Iran is a diverse country consisting of people of many religions and ethnic backgrounds cemented by the Persian culture. Persians constitute the majority of the population.
Present-day Iranians, or Persians, are considered to be direct descendants of the Aryans who moved into the plateau in the second millennium BC. They speak Persian, or Farsi, and number more than half the total population. In the Zagros range and its extensions are to be found the Kurds, Lurs, Bakhtiari, Qashqai and Qajars; the first three are said to be of stock similar to the Iranian element, and they speak languages that stem from ancient Indo-European languages.
At various times after the 10th century AD, Turkish tribes settled in the region, and Turkish-speaking groups are still found in several parts of the country. One-eighth of the total population dwells in East and West Azerbaijan, and there are sizable groups of Azerbaijanis in major cities elsewhere, including Tehran. Arab groups arrived during and after the 7th century AD; their descendants live in the south and southwest and in scattered colonies elsewhere.
In general, non-Iranian elements are to be found along the perimeter of the country. Of these, certain nomadic groups move back and forth across the frontiers. Tribal groups have been a conspicuous element in Iran for many centuries, migrating vertically in spring and fall between high mountain valleys and hot, lowland plains. The important migratory groups include the Qashqai, Qajars, Bakhtiari, Baluchi and Turkmen. A large proportion of these people are now settled, however. The nomadic way of life is on the decline, and official policy has sought to resettle these groups on farmlands.

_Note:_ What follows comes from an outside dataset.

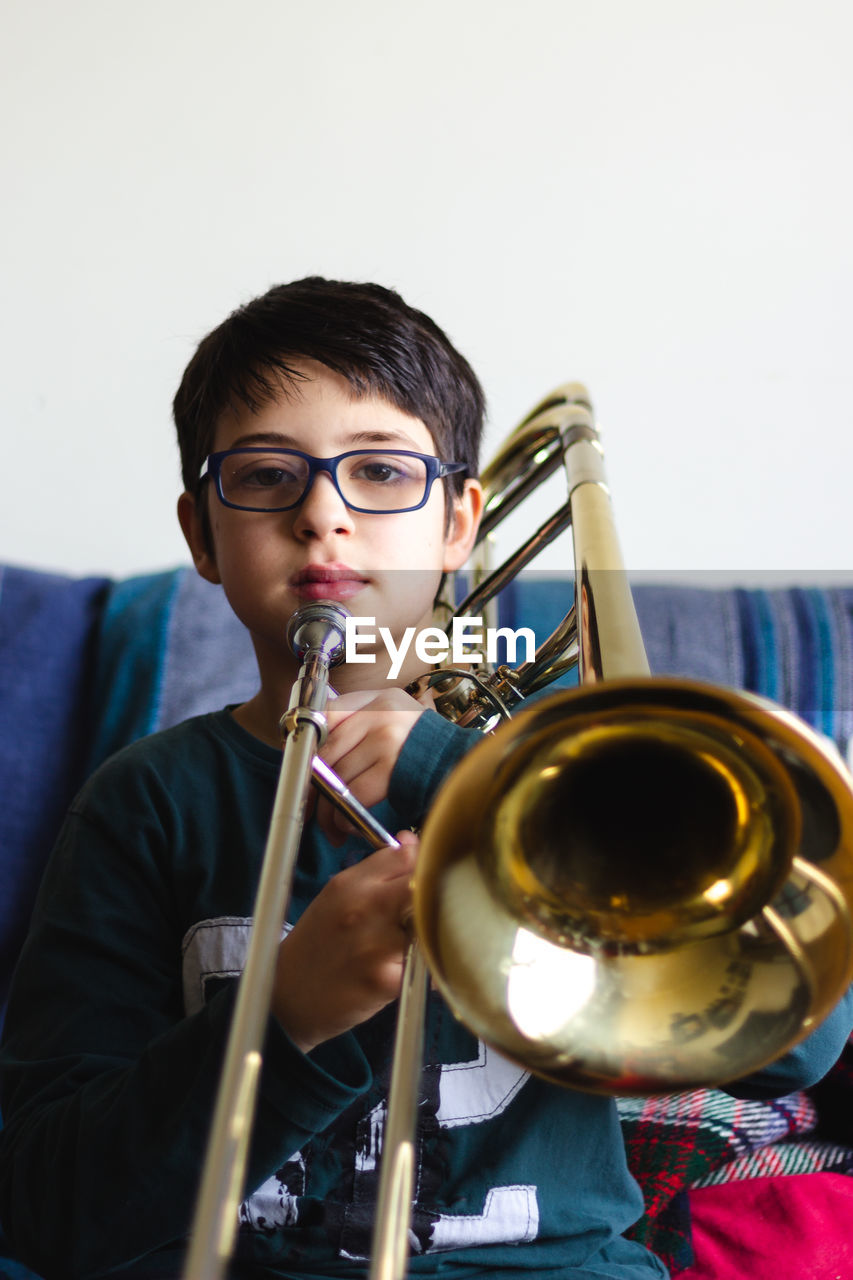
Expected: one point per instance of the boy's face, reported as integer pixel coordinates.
(386, 567)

The main ethnic groups are Persians (51%), Azeris (24%), Gilaki and Mazandarani (8%), Kurds (7%), Arabs (3%), Baluchi (2%), Lurs (2%), Turkmens (2%), Laks, Qashqai, Armenians, Persian Jews, Georgians, Assyrians, Circassians, Tats, Mandaeans, Gypsies, Brahuis, Hazara, Kazakhs and others (1%).

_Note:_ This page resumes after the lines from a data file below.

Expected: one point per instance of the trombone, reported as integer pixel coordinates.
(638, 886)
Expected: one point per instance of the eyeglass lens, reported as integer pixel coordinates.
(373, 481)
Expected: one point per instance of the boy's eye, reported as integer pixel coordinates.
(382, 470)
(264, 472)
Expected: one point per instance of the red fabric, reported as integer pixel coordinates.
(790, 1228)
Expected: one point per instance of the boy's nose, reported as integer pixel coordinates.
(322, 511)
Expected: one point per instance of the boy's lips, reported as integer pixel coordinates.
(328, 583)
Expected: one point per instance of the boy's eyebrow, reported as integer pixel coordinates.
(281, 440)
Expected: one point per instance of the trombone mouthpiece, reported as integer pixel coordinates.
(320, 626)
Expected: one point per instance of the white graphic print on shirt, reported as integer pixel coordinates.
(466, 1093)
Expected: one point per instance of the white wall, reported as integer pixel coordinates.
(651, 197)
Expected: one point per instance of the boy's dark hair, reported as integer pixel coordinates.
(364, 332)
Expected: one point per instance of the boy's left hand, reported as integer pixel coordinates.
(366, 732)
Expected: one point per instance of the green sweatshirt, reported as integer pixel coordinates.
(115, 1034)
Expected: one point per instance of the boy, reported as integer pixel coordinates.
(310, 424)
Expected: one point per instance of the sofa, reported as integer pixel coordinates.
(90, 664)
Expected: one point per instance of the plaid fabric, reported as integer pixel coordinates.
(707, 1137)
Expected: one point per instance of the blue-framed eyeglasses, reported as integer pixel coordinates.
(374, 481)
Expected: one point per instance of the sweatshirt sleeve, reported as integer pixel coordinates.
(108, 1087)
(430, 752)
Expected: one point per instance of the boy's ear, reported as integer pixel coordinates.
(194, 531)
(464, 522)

Farsi, commonly called Persian in the West, is the official language of Iran. An Indo-European language of the Indo-Iranian group, Farsi derives from ancient Persian, with an admixture of many Arabic words. Arabic characters and script are used in writing modern Persian. Dialects of Turkish, or Turki – especially Azeri, the language of the Azerbaijanis – are spoken throughout northwestern Iran, by the Qashqai tribe in the southwest, and in parts of the northeast by Turkmen tribes and others. The Lurs, Kurds and Bakhtiari have languages and dialects of their own that descend from earlier Indo-European languages, and the Baluchi language spoken in southeastern Iran also is of Indo-European origin. A small number of Brahui in the southeast speak a Dravidian language.

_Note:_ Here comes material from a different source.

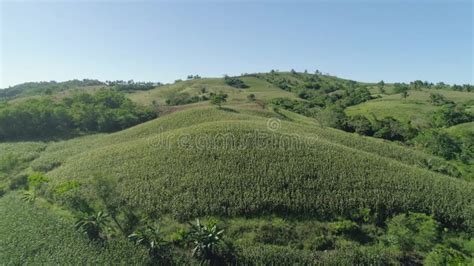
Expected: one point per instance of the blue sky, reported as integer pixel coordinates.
(164, 41)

Iran is the only Islamic country where Shi'a Muslims hold the reins of power. 89% of Iranians belong to the Twelver Shi'a branch of Islam, the official state religion, and about 9% belong to the Sunni branch, mainly Kurds and Iran's Baluchi Sunni. The remaining 2% are non-Muslim religious minorities, including Bahá'ís, Mandeans, Hindus, Sikhs, Yezidis, Yarsanis, Zoroastrians, Jews and Christians. The latter three minority religions are officially recognised and protected, and have reserved seats in the Majlis (Parliament). However the Bahá'í faith, Iran's largest religious minority, is not officially recognised, and has been persecuted during its existence in Iran. Since the 1979 revolution the persecution of Bahá'ís has increased with executions, the denial of civil rights and liberties, and the denial of access to higher education and employment.